Boot the camera with the microSD card and configure the ‘region_of_interest’.

###################################################################
# edit this file and move it to /system/sdcard/config/motion.conf #
###################################################################

# Enable verbose debug messages to stderr
debug_msg_enable=false

# Configure the motion core parameters:

region_of_interest=0,0,1280,720
motion_sensitivity=2
motion_indicator_color=2
motion_timeout=-1
motion_detection=on
motion_tracking=off

# Configure how to deal with motion events:

motion_trigger_led=true
publish_mqtt_message=true
publish_mqtt_snapshot=true
publish_mqtt_video=false
send_email=false
send_telegram=false
telegram_alert_type=image
send_matrix=false

# General
group_date_pattern="+%Y-%m-%d"
file_date_pattern="+%Y-%m-%d_%H-%M-%S"
video_duration=10

# Record from RTSP (RTSP H264 must be enabled)
# RTSP is alternative for `record_video` function in `detectionOn.sh` - instead of 1s-getimage gets real video.
video_use_rtsp=true
video_rtsp_w=1280
video_rtsp_h=720
video_rtsp_f=15

# Snapshots
save_snapshot=false
save_snapshot_dir=/system/sdcard/DCIM/Motion/Stills
save_snapshot_attr="0666"
max_snapshot_days=20

# Videos
save_video=false
save_video_dir=/system/sdcard/DCIM/Motion/Videos
save_video_attr="0666"
max_video_days=10

# Configure FTP snapshots and videos
ftp_snapshot=false
ftp_video=false
ftp_host="ftp.myserver.net"
ftp_port=21
ftp_username="dafang"
ftp_password="ismart12"
ftp_stills_dir="motion/stills"
ftp_videos_dir="motion/videos"

# Configure SMB snapshots and videos
smb_snapshot=true
smb_video=false
smb_share="//Synology/smb-share"
smb_username="dafang"
smb_password="ismart12"
smb_stills_path="dafang_camera/stills"
smb_videos_path="dafang_camera/videos"

I created a SMB-share on my Synology to store the snapshots and did not see any snapshots or MQTT motion events.

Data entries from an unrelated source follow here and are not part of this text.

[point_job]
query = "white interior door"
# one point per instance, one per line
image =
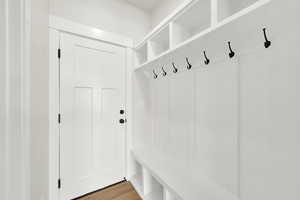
(92, 139)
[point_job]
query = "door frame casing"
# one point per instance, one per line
(56, 26)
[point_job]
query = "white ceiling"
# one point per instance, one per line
(147, 5)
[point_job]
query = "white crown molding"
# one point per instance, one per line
(68, 26)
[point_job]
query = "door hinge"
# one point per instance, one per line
(59, 183)
(59, 118)
(59, 53)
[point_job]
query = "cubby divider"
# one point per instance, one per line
(148, 186)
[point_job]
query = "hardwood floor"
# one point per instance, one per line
(122, 191)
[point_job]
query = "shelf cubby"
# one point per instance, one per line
(142, 54)
(169, 195)
(159, 43)
(153, 190)
(227, 8)
(193, 21)
(137, 179)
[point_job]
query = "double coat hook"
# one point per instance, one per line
(154, 75)
(175, 70)
(164, 72)
(189, 66)
(206, 59)
(231, 53)
(267, 42)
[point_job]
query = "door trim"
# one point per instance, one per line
(57, 26)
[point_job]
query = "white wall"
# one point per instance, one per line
(39, 99)
(2, 100)
(110, 15)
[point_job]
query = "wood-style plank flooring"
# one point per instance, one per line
(122, 191)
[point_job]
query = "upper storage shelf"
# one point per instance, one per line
(159, 43)
(227, 8)
(196, 19)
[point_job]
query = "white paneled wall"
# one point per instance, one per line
(229, 129)
(234, 121)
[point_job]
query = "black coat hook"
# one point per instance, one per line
(206, 59)
(175, 70)
(267, 42)
(164, 72)
(154, 75)
(189, 66)
(231, 53)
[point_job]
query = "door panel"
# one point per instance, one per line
(92, 76)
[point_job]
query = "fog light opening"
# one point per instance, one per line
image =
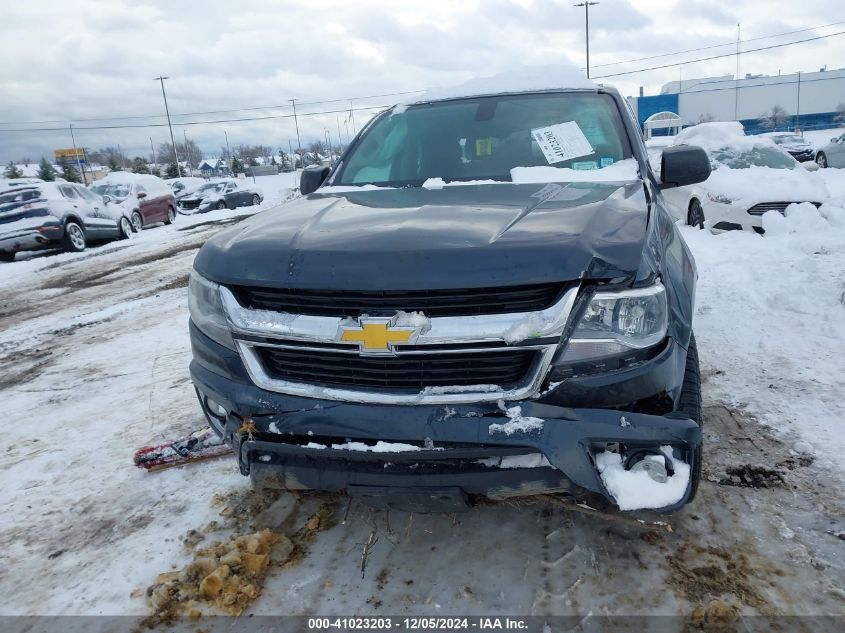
(215, 409)
(651, 461)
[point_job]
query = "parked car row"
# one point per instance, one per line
(832, 154)
(38, 215)
(221, 194)
(725, 201)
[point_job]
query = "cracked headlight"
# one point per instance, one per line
(206, 308)
(721, 199)
(618, 322)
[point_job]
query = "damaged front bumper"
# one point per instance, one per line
(454, 451)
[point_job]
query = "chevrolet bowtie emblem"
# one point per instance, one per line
(376, 336)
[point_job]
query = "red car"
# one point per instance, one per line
(149, 197)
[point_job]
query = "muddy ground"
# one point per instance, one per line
(94, 356)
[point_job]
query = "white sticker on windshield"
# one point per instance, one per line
(562, 141)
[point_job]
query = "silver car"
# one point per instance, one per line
(832, 154)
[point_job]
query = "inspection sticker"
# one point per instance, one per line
(562, 141)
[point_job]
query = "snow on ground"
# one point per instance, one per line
(770, 321)
(94, 354)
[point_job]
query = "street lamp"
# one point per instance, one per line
(587, 6)
(167, 111)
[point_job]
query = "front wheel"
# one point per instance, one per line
(137, 222)
(689, 403)
(74, 240)
(695, 214)
(125, 228)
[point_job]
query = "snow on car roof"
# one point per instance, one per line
(717, 135)
(150, 182)
(526, 79)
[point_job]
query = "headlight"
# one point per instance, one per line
(618, 322)
(206, 308)
(717, 197)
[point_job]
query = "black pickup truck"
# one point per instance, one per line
(484, 297)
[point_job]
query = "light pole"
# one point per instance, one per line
(76, 154)
(187, 153)
(587, 6)
(296, 122)
(167, 111)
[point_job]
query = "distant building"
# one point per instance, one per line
(212, 167)
(809, 100)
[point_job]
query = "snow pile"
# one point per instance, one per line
(763, 184)
(797, 218)
(518, 423)
(714, 136)
(636, 490)
(770, 317)
(412, 319)
(526, 79)
(531, 325)
(378, 447)
(443, 390)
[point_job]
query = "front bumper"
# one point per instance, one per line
(32, 239)
(453, 439)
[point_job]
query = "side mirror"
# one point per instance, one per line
(683, 165)
(311, 179)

Some cameras do not have enough internal memory to process the motion event. The FAQ suggests to enable swap memory.

Enabling swap memory involves another config file:

  1. Copy config/swap.conf.dist to config/swap.conf
  2. Modify the file config/swap.conf if you want to enable the swapfile on the microSD card. I tried it with the swapfile disabled and still received the motion events.
  3. Copy the config/swap.conf to your microSD card.
  4. Power-on the camera
# If you need to run many services in parallel you may want to enable swap on your camera to avoid running out of memory
# in particular on the xiaofang & clones with only 64 mb

SWAP_ZRAM=true
SWAP_ZRAM_SIZE=16777216

# in case you want to use an additional swapfile, enable it here
SWAP=false
SWAPPATH="/system/sdcard/swapfile"
SWAPSIZE=256

Static IP-address

To change the dynamic IP-address to a static IP-address the following files need to be modified:

  • defaultgw.conf, set the default gateway
  • resolv.conf, set the DNS servers
  • staticip.conf, set the IP-address

Conclusion

After a faulty start I managed to get my Xiaomi Dafang camera working in Home Assistant.

I did an attempt to setup the RTSP stream in Synology Surveillance Station but so far no luck.

To reduce the load om Home Assistant I only use the stills (every 15 sec) and the motion detected stills. The video stream would be a constant unnecessary load on the system.

Full credits go to Elias Kotlyar and everybody who worked on the Xiaomi-Dafang-Hacks.